Dr. Mark McCaulley, one of many physicians in Steamboat Springs who teaches medical students, has received the Outstanding Clinical Faculty Medical Student Teaching Award through the University of Colorado's Department of Medicine.

"This is the most significant honor that has been bestowed upon me, other than the number of people who entrust me with their health care," McCaulley said.

The deciding factor attributing to his award was based upon the comments students learning under McCaulley submitted. Students said McCaulley's patient-care skills served as a model they wished to follow in their own practices. They also said they valued the time and attention he gave to them to ensure they had a positive learning experience.

Michelle Rhodes, who studied under McCaulley, said he was constantly teaching her and teaching the patients at the same time.

She said he is a wonderful doctor that is truly interested in his patients.

"He's extremely caring and not because he feels he ought to be that's obvious when he is with his patients," Rhodes said.

She said McCaulley spends a lot of time studying and keeping up with new academic findings in the medical world.

"It's a challenge to physicians in a small town where there are not as many academic influences," Rhodes said.

Rhodes, in her third year of medical school, finished a month mentorship on internal medicine with McCaulley Friday.

Rhodes said she enjoyed working with McCaulley as he allowed a lot of autonomy through her mentorship by meeting with patients and following their cases but provided a final evaluation and recommendation for a patient's health-care plan.

McCaulley said that about five years ago he changed his method of mentoring the medical students.

"I used to make it easy on the students and assumed they didn't want to do a lot of the work," he said.

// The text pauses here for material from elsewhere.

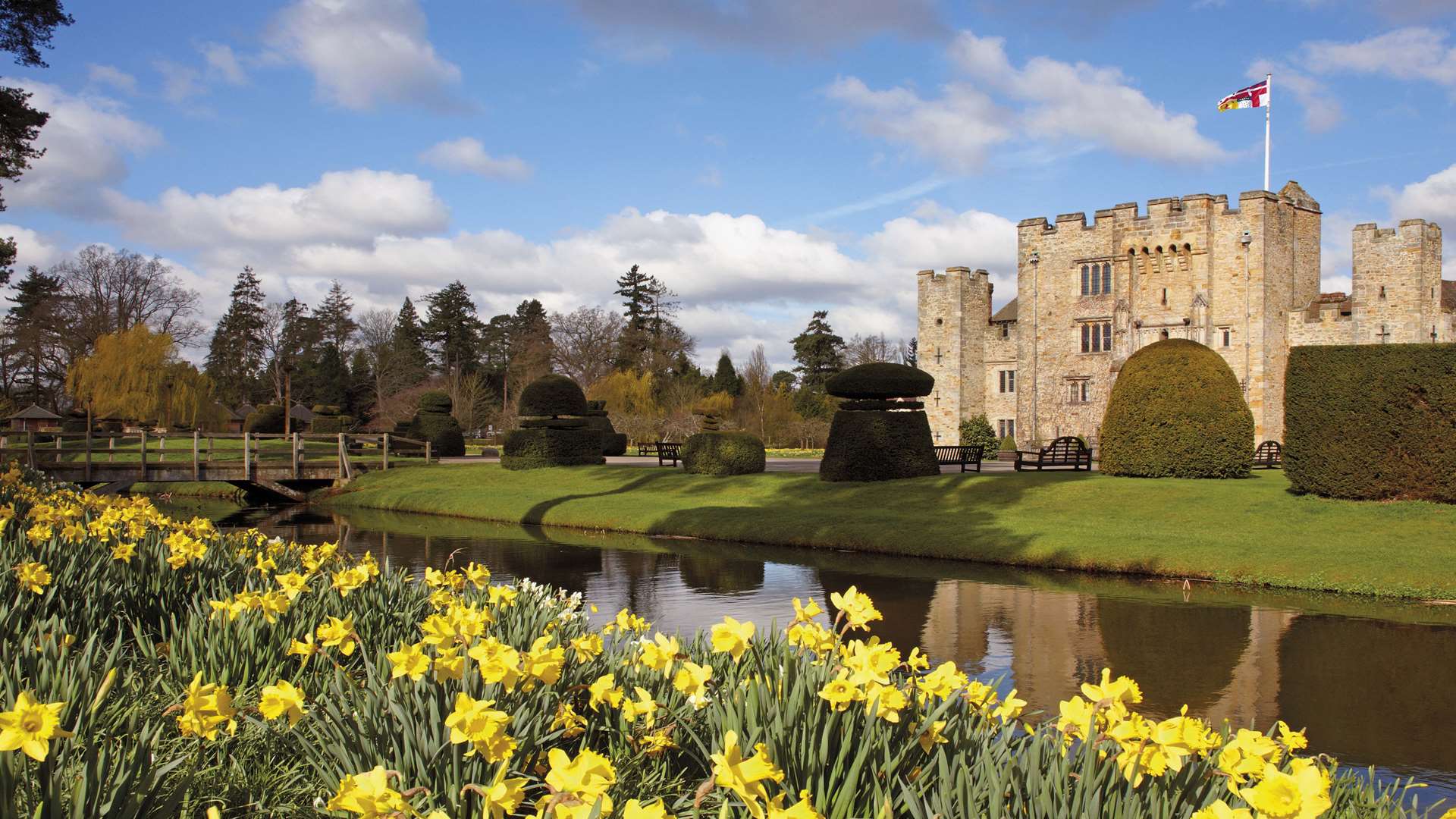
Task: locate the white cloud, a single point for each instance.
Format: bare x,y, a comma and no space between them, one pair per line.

Since then, McCaulley has been giving students a little more freedom and having them work more, answering patient-care needs in the middle of the night and other tasks common to his practice as a doctor.

He said students connect better with the patients when they were more directly involved with their health care.

McCaulley is not only a good teacher and role model for medical students, he is also a student himself.

"Teaching reminds me of the need to maintain a perpetual state of studenthood," he said.

McCaulley said he learns new things from the students he teaches.

"They teach me things and I try to give them an idea of what it would be like (to be a doctor)."

McCaulley recently had a letter published in the New England Journal of Medicine (Nov. 8) with his own interpretation of statistics presented on a study of lyme disease. McCaulley said he was excited and honored to see his name in print in one of the most prestigious medical journals.

Although McCaulley's contributions to the medical community in Steamboat are extraordinary, he remains very humble and says his first responsibility as a doctor is to make people feel better and to help them understand their illness.